Мне казалось тогда, что эта уютная, тёплая песня – про мой родной город Днепропетровск, про мою любимую Философскую улицу…
А потом я полюбила и другие его песни, например – "Ночь коротка". Чудо как хороша! Такая прозрачность и хрупкость неназываемого… Ничего, вроде, о любви не сказано, но каждое слово – о любви.
Ночь коротка…
Спят облака…
И лежит у меня на ладони
Незнакомая ваша рука…
Много, много, всё не перечислишь. Хотя много и другого – такого, сугубо советского. Он, как Маяковский, то и дело наступал на горло своей песне. Многие наступали себе на горло. Чтобы выжить. Но для меня он был по-прежнему автором "Любимого города". И когда к нему в творческий семинар попала, то обрадовалась, думала: "Родная душа!"

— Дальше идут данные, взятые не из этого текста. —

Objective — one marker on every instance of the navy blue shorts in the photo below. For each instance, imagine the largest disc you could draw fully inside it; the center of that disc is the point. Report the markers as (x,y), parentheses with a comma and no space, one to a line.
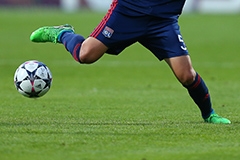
(122,27)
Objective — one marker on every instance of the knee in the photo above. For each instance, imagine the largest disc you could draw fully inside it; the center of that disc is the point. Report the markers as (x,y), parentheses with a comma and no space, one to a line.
(90,53)
(187,78)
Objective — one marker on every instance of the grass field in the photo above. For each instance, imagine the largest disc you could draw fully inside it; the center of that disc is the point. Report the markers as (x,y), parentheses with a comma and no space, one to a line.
(126,107)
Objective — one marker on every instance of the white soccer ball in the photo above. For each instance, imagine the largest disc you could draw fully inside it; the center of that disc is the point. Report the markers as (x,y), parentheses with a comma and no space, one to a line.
(33,79)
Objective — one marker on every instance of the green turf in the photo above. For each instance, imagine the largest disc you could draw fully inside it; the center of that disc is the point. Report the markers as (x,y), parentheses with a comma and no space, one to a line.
(126,107)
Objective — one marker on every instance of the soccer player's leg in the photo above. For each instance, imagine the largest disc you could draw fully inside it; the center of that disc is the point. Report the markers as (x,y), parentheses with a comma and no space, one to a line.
(93,49)
(197,89)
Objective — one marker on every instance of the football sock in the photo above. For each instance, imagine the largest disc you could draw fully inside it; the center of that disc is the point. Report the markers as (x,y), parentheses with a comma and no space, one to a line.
(72,43)
(200,95)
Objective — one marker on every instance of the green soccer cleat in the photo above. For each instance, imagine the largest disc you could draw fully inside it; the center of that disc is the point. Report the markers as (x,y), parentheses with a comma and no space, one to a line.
(50,33)
(216,119)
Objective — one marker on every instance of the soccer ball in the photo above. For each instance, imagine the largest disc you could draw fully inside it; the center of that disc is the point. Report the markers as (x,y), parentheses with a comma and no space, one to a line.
(33,79)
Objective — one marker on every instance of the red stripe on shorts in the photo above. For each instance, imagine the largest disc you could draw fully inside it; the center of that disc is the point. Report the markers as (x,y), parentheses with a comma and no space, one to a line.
(99,28)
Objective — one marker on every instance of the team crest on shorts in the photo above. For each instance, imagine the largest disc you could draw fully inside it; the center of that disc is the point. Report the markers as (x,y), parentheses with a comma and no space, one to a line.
(108,32)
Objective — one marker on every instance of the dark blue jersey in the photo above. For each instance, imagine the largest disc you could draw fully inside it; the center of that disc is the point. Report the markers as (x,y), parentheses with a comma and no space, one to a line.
(159,8)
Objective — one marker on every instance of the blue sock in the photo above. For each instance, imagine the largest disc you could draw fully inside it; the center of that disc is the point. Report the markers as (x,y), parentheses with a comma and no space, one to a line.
(72,43)
(200,95)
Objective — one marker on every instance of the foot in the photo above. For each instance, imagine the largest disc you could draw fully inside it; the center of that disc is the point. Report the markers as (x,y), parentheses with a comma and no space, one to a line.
(216,119)
(50,33)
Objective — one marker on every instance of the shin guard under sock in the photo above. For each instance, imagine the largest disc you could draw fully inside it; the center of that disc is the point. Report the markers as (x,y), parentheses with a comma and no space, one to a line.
(200,95)
(72,43)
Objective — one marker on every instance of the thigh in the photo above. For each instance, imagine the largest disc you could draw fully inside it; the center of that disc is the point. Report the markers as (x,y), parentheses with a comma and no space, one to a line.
(164,39)
(120,28)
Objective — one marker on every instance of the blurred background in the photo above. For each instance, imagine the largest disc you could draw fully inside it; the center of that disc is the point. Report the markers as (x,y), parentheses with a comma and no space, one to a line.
(202,6)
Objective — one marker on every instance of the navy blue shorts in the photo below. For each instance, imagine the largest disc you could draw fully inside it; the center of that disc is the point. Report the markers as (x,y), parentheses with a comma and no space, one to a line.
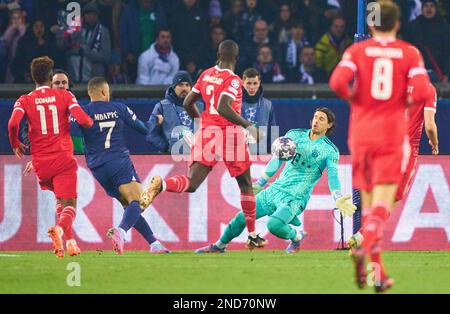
(115,173)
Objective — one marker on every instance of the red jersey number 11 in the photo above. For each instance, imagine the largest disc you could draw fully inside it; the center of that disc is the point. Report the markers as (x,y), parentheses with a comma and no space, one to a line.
(54,111)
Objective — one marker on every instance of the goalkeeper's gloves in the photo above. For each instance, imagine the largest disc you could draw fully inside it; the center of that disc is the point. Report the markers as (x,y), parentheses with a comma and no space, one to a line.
(344,204)
(259,185)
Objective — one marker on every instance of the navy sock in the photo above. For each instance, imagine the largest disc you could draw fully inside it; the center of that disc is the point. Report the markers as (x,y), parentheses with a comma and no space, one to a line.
(144,229)
(130,216)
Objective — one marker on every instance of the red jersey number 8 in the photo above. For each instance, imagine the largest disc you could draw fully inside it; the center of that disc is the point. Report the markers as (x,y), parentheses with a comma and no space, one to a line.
(382,79)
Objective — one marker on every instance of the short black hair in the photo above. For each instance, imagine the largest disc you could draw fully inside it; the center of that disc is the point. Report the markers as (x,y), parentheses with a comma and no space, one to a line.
(251,73)
(42,70)
(96,83)
(60,71)
(331,118)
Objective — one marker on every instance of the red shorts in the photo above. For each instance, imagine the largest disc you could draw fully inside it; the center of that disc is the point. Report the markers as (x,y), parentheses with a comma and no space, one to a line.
(373,165)
(230,145)
(405,183)
(58,175)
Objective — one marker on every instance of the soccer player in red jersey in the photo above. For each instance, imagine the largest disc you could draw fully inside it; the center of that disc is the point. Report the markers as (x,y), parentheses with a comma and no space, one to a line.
(419,115)
(51,148)
(221,137)
(381,68)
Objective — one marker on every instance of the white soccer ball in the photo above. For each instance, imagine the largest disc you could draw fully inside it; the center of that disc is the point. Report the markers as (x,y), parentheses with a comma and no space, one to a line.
(284,148)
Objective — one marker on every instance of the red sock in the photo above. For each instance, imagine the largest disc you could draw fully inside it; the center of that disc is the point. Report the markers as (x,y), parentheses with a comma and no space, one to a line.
(248,204)
(375,256)
(177,184)
(66,219)
(372,230)
(58,211)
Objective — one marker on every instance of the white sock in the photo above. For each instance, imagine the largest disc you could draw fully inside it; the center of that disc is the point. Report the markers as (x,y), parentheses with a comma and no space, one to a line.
(298,237)
(156,243)
(123,233)
(220,245)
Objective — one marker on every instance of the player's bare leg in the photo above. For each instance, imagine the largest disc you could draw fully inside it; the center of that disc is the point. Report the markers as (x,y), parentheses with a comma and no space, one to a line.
(177,184)
(381,203)
(248,204)
(71,244)
(130,194)
(64,222)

И вот как всё обернулось… Хоть институт бросай! На первых же семинарах у Долматовского я для себя решила, что не продержусь здесь долго. И только слёзы мамы, которая уверяла, что не переживёт моего ухода из института, удержали меня от того, чтобы забрать документы ещё до первой сессии.
Мама, что-то почувствовав, сказала тогда твёрдо: "Если ты бросишь и второй институт, у меня будет инфаркт. Запомни!"
Значит, придётся домучиваться… Впрочем, в конце второго курса – творческая переаттестация. Старшекурсники говорят, что после неё отсеивается где-то половина. На первом курсе – сто человек. После переаттестации остаётся около пятидесяти. Представляю, какую характеристику напишет мне Долматовский! Уж он-то напишет… К примеру, так: "Стерва эта Романушко! Глаза б мои её не видели!"
Сказал бы нам кто-нибудь тогда, что через два года такого яростного взаимоотталкивания… мы подружимся! Да-да, мы подружимся!
Но – зачем-то надо было пройти через полосу грызни, взаимных обид и непонимания. Надо было выстрадать нашу будущую дружбу.
Через много лет я напишу рассказ, он будет называться "Двое на дне дождя", где опишу всю нашу историю – и как он кричал на меня, и как швырял мои стихи, и как критиковал меня по поводу и без повода, цеплялся к каждому моему слову, и как однажды, не выдержав, я встала на семинаре и сказала: "Заберите свои слова обратно!" И как он опешил… А я сказала: "Я жду". И через какую-то огромную паузу он бросил мне в лицо: "Ладно! Беру! Ты довольна?" "Я довольна", – сказала я и села. И как мне потом ребята говорили после семинара: "Ну, можешь идти забирать документы! Лучше самой уйти, всё равно он тебя съест". Но, как ни странно, именно этот случай стал поворотным в наших отношениях: он во мне увидел человека. Человека, которого можно уважать. Ну, а потом уже был дождь, и наше общение – как на дне океана – общение взахлёб… И радостное осознание того, что мы давно уже не враги, а друзья, и даже больше: в его глазах я читала отеческое тепло, и было столько заботы и доброты в его словах, как будто я – его любимая дочь. Как будто своих трёх дочерей ему мало, и вот, он решил удочерить ещё одну – меня…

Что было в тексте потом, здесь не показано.